Para ekstrimis militer Hutu segera membantai orang-orang Tutsi dan Hutu Moderat
setelah prasangka mereka atas kematian presiden tadi. Sekitar satu juta orang dibantai oleh
pihak milisi militer dalam waktu 100 hari. Pembersihan etnis Tutsi yang dilakukan oleh
ekstrimis Hutu terjadi pada tanggal 7 April 1994. Stasiun radio dan penerbitan koran-koran
dimanfaatkan oleh ekstrimis Hutu unutk menyebarkan propaganda kebencian kepada etnis
Tutsi.
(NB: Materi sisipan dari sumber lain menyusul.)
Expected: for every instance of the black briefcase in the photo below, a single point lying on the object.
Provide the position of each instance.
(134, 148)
Hampir 70% rakyat di Rwanda yang terbunuh merupakan orang-orang dari etnis Tutsi
dan sekitar 30% sisanya merupakan etnis Twa.
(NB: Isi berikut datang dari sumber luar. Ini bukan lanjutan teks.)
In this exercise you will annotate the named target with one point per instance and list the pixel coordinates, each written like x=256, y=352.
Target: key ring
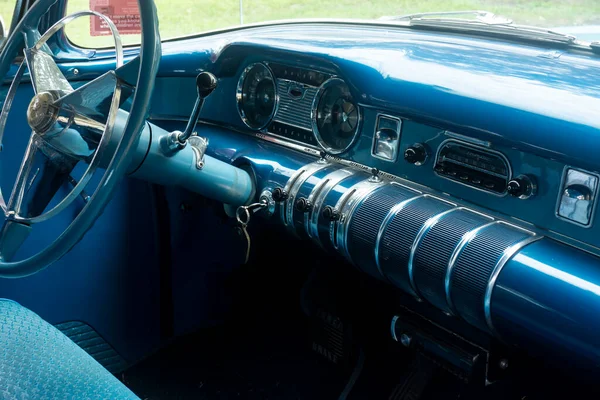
x=242, y=215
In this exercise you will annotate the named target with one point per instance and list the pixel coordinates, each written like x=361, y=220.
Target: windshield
x=188, y=17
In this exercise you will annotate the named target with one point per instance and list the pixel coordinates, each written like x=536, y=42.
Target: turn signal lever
x=206, y=83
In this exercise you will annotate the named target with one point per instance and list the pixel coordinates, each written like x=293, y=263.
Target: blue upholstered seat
x=38, y=362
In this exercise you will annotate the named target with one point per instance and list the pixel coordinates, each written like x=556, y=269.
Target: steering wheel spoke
x=94, y=99
x=45, y=74
x=12, y=236
x=71, y=126
x=43, y=171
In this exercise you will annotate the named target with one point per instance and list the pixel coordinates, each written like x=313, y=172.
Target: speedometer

FPR tak tinggal diam, mereka melakukan penyerangan terhadap pihak Hutu yang
membuat FPR mengusai Rwanda secara perlahan. Dengan dibantu oleh tentara Uganda dan
dirorganisir dengan baik FPR berhasil menguasai seluruh Rwanda pada 1994 dan
melengserkan pemerintahan Hutu Rwanda serta mengakhiri genosida. Ketika FPR dipimpin
oleh Paul Kagame, sekitar 2 juta rakyat Hutu memilih mengungsi ke negara tetangga karena
takut dibantai oleh orang-orang Tutsi. Paul Kagame sendiri merupakan orang dari etnis Tutsi
dan ia dipilih menjadi Presiden di Rwanda menggantikan Pateur Bizimungu. Paul Kagame
menjadi Presiden dari 2003 hingga saat ini.
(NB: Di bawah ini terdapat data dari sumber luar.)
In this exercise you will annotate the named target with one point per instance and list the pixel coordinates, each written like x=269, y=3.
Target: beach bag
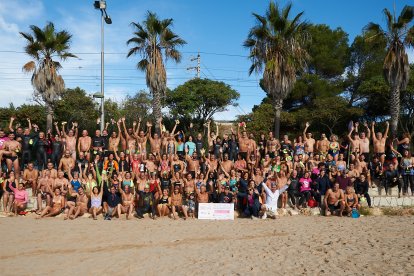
x=355, y=213
x=312, y=203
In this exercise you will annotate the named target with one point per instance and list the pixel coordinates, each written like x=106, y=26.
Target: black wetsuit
x=41, y=153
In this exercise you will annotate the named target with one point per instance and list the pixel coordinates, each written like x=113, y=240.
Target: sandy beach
x=291, y=245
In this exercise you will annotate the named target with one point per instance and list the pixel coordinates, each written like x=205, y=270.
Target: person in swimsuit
x=96, y=201
x=21, y=198
x=351, y=200
x=127, y=205
x=58, y=204
x=334, y=201
x=164, y=204
x=8, y=195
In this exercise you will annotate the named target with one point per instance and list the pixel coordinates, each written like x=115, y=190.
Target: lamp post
x=101, y=5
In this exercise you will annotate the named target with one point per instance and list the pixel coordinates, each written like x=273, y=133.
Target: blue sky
x=217, y=29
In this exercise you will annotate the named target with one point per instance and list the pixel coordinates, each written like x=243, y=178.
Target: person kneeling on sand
x=272, y=196
x=111, y=204
x=334, y=201
x=351, y=200
x=146, y=203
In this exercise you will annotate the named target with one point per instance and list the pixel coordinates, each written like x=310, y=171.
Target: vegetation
x=277, y=48
x=153, y=40
x=43, y=45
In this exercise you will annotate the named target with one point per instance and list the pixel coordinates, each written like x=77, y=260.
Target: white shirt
x=272, y=198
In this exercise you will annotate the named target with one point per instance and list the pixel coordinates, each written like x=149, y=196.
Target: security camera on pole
x=101, y=5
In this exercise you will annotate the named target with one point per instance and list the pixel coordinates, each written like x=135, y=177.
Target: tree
x=43, y=45
x=399, y=35
x=200, y=99
x=328, y=51
x=277, y=47
x=152, y=40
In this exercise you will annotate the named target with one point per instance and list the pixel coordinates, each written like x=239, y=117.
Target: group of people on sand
x=133, y=170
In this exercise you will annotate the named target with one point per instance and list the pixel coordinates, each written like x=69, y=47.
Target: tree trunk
x=156, y=110
x=394, y=108
x=49, y=116
x=278, y=110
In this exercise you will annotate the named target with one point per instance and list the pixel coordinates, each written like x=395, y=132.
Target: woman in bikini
x=334, y=147
x=164, y=204
x=58, y=203
x=96, y=201
x=20, y=196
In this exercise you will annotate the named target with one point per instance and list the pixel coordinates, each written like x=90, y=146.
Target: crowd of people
x=134, y=170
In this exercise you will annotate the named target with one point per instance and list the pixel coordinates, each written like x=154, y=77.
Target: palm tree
x=396, y=68
x=277, y=47
x=43, y=45
x=152, y=39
TANGGAPAN NEGARA MENGENAI KONFLIK
Sebagai pemimpin negara Rwanda, Paul Kagame menyadari bahwa ekef yang
ditimbulkan oleh peristiwa konflik yang telah terjadi bagi ekonomi, politik, dan masa depan
Rwanda. Ia percaya bahwa jika perselisihan antar konflik dan situasi ekonomi tidak ditangani
dengan serius maka hal ini akan terulang lagi pada masa mendatang nanti. Karena itu dibawah
kepemimpinannya, diberlakukan masa rekonsiliasi yang dimulai pada 1998. Dihapuskannya
kartu identitas etnis, dibuatnya kebijakan baru untuk menghilangkan perbedaan antar suku agar
terciptanya kesetaraan dan kehidupan harmonis. Tindakan yang dilakukan oleh pemerintah
Rwanda membuahkan hasil. Pada tahun 2000-an Rwanda mulai bangkit di bidang ekonomi,
pariwisata, dan indeks pembangunan manusia Rwanda meningkat dengan pesat. Sektor
pariwisata menjadi sektor yang paling berpengaruh dalam peningkatan ekonomi Rwanda. Paul
Kagame membentuk Pemerintah Pesatuan Nasional yang bertugas mencegah konflik akibat
kesenjangan etnis. Dalam hal pembangunan negara, pemerintah Rwanda mengagumi
pemerintahan Singapura, mereka berusaha mengikuti jejak Siangapura dalam keberhasilan
pembangunan negara hingga mendatangi ahli-ahli Singapura, Tingkok, dan negara lain guna
membantu kemajuan Rwanda. Ada beberapa faktor yang mempengaruhi peningkatan ekonomi
di Rwanda yaitu, liberalisasi ekonomi, kemudahan izin usaha, pemeberantasan korupsi, dan
transformasi sektor pertanisan menjadi sektor ekonmi modern. Untuk menarik investasi asing,
Rwanda melakukan investasi infrastruktur, mengontrol mata uang tetap stabil, investasi sektor
pendidikan, dan menstabilasi perkembangan politik. Berbagai kemajuan yang terjadi di
Rwanda pastinya membutuhkan biaya yang banyak yang membuat pembatasan kebebasan
berpendapat rakyat seperti yang diberlakukan juga di Singapura.